Rispetto all’andamento medio del settore VC negli ultimi 18 mesi il deeptech è il comparto che ha mostrato una buona resilienza in termini di nuovi investimenti, e sono nate in tal senso importanti iniziative di sistema anche a livello europeo. L’investimento in deeptech non è semplice, bisogna essere consapevoli che le startup deeptech strutturalmente assorbono quantità di capitale importante anche soltanto per fare un prototipo, anche in fase early stage è un profilo di rischio finanziario molto particolare e le tempistiche di sviluppo sono lunghe, se nel biotech questa consapevolezza c’è, in altri ambiti è qualcosa che sta avvenendo adesso, serve capitale adeguato alle tempistiche che non sempre coincidono con quelle dei fondi chiusi. Se fino a qualche anno fa per le startup era un po’ più facile raccogliere, oggi non è più cosi e abbiamo tanti progetti in dealflow che faticano a trovare capitali, è perciò importante che i round anche in early stage siano dimensionati in modo importante, non basta solo dare ossigeno immediato con round troppo piccoli, serve avere la visione lungo termine e serve lavorare anche in co-investimento per rispondere a questo, avere più partner finanziari sul medesimo progetto aiuta, ovviamente servono partner giusti che portano valore anche non finanziario e non di rado i progetti più strutturati tendono a scegliersi gli investitori per avere quelli che portano più valore anche in termini di contatti, competenze, capacità.

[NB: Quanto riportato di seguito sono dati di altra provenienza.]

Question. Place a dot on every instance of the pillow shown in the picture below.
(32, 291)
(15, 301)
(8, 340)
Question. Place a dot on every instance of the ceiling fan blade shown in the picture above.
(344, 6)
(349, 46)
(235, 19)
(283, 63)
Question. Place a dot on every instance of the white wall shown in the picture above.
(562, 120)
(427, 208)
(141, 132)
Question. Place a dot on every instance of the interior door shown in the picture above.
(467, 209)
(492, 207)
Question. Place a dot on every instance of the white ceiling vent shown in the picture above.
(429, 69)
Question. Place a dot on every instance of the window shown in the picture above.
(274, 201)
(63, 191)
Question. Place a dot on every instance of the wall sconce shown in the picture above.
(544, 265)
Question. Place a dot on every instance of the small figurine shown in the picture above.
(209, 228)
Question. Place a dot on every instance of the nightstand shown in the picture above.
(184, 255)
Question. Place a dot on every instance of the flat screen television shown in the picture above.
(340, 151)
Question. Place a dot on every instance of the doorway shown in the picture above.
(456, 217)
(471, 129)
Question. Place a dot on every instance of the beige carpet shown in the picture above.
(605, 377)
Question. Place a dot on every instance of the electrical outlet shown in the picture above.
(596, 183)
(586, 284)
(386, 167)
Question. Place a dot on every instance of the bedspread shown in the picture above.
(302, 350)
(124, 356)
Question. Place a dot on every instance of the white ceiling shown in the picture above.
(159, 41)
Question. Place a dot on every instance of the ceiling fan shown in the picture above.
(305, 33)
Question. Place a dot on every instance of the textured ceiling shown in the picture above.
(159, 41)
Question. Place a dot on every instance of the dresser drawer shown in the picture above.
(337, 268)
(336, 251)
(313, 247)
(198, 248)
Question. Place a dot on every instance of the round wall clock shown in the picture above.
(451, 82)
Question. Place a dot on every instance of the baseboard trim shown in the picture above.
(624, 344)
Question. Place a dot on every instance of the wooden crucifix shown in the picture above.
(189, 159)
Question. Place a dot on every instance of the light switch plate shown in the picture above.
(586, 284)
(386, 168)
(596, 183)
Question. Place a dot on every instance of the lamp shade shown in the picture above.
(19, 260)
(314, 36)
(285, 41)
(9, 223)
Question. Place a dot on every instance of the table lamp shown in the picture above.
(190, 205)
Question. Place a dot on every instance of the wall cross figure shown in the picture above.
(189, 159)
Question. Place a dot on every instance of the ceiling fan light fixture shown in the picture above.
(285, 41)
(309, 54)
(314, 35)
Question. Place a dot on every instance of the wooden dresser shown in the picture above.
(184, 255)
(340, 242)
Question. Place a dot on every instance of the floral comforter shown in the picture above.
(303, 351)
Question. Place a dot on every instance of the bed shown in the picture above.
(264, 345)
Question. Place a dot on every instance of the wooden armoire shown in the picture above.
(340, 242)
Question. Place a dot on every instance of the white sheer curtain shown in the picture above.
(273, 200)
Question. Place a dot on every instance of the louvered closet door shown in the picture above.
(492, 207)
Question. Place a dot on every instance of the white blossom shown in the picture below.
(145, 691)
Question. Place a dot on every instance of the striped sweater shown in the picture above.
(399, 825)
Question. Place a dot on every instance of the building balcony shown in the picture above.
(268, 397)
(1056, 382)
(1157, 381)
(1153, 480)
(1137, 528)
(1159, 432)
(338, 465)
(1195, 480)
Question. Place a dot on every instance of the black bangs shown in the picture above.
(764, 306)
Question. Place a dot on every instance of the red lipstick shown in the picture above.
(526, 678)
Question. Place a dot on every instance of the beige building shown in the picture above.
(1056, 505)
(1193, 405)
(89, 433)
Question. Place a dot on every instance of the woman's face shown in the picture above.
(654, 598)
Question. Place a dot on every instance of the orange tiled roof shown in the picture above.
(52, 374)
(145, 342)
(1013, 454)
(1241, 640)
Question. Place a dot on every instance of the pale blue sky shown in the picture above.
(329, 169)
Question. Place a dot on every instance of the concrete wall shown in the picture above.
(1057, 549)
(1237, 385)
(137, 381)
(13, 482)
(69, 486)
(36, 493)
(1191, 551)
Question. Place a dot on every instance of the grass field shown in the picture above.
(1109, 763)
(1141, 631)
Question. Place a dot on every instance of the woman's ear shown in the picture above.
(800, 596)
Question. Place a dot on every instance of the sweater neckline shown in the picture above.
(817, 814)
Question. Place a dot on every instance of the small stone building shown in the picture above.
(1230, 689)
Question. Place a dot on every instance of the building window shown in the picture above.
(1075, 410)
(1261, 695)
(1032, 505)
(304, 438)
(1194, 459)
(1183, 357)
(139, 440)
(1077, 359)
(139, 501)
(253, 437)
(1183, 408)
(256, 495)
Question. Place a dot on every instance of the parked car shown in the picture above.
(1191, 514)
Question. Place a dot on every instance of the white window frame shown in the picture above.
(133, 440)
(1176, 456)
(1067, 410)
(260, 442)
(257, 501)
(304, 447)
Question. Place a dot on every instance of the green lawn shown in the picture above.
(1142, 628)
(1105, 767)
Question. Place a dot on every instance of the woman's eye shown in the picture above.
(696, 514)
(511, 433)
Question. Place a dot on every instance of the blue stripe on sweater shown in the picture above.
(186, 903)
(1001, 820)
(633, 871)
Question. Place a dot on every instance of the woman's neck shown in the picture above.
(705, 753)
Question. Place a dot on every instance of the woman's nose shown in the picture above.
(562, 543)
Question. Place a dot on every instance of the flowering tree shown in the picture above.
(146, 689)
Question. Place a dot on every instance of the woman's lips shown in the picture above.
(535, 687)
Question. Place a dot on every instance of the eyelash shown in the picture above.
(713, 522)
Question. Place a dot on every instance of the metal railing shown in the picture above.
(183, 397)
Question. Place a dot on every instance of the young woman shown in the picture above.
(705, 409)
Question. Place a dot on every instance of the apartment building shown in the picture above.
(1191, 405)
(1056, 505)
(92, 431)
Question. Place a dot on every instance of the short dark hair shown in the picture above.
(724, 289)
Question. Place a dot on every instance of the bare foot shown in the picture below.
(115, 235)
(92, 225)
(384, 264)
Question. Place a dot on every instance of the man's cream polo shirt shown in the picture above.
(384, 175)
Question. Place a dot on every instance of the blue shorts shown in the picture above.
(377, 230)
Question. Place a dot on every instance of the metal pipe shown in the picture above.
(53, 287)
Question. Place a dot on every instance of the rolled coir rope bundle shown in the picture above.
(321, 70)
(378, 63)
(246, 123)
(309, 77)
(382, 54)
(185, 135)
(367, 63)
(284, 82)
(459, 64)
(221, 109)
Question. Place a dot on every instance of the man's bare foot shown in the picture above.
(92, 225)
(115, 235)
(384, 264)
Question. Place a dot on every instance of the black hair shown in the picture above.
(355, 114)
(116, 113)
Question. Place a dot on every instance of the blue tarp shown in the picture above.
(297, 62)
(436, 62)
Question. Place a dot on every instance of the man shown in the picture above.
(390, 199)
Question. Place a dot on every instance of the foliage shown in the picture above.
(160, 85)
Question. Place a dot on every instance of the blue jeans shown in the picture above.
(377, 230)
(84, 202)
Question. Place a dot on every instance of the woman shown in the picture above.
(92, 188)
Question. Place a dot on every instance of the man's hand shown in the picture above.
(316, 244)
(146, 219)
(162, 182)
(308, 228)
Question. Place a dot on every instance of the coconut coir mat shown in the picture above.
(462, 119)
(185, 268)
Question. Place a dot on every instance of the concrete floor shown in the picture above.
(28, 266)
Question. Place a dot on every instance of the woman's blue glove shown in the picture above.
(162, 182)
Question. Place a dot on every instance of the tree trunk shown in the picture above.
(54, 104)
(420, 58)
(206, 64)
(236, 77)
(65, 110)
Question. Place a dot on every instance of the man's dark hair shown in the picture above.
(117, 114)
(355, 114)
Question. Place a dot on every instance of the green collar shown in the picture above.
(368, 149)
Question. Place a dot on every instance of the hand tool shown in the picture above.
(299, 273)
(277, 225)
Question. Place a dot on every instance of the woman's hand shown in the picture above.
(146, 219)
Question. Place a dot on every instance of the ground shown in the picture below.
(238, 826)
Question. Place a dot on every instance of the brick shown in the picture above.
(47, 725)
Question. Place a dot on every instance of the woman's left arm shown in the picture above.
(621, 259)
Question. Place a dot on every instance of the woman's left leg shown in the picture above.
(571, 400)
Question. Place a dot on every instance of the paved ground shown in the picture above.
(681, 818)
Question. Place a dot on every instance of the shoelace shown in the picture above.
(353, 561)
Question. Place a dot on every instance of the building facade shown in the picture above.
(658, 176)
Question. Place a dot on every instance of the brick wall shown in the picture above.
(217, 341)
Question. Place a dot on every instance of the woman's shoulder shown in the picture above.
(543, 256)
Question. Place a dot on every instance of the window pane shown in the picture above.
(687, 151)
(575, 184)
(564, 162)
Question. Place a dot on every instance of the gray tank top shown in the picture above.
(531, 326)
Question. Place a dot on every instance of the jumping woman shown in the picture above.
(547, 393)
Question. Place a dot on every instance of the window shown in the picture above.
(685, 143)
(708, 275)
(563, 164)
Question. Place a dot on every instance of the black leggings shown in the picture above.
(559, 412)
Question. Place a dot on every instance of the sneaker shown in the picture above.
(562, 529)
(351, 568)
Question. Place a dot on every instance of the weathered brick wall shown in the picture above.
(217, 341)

In ambito venture l’Europa ha, rispetto al benchmark degli USA, ancora del gap da colmare però è anche vero che l’approccio al venture europeo è differente perché il presupposto culturale è differente, è un mercato che sta crescendo e può crescere ancora molto, con caratteristiche che sono vicine alla cultura europea, senz’altro quello attuale è un momento un po’ particolare, c’è stato rallentamento sia lato investimenti sia raccolta per i fondi e questo crea selezione naturale sia tra i progetti sia sui veicoli di investimento, ma ci sono buone prospettive per recuperare la crescita e c’è spazio per poter crescere ancora sia in termini di numeri sia in termini di capitali investiti e sia in termini di numero di operatori sul territorio e in Italia c’è molto spazio per crescere in questa direzione.

Quello che serve è la visione di lungo periodo e che sia mantenuta, ci sono settori in cui c’è grande attenzione e ciò aiuta la focalizzazione anche da parte del settore privato, ma il razionale deve essere sempre legato ad ambiti chiari: semiconduttori , quantum computing , nucleare a fusione e di nuova generazione, sono per esempio ambiti su cui si riversano capitali importanti che favoriscono anche la nascita di progetti di qualità e sostanza, tutto ciò sempre tenendo presente anche il fondamentale ruolo del mercato.

Riguardo al nostro Paese mi sento di sottolineare che rispetto al panorama europeo l’Italia è cresciuta bene e sono fiduciosa sull’evoluzione veloce del mercato italiano in generale per il mondo venture, si dice che in l’Italia è anni indietro rispetto ad altri Paesi, cosa vera ma è anche vero che negli ultimi due o tre anni c’è stata nuova vitalità nuovi operatori, sono fiduciosa che il mercato del venture in Italia crescerà bene.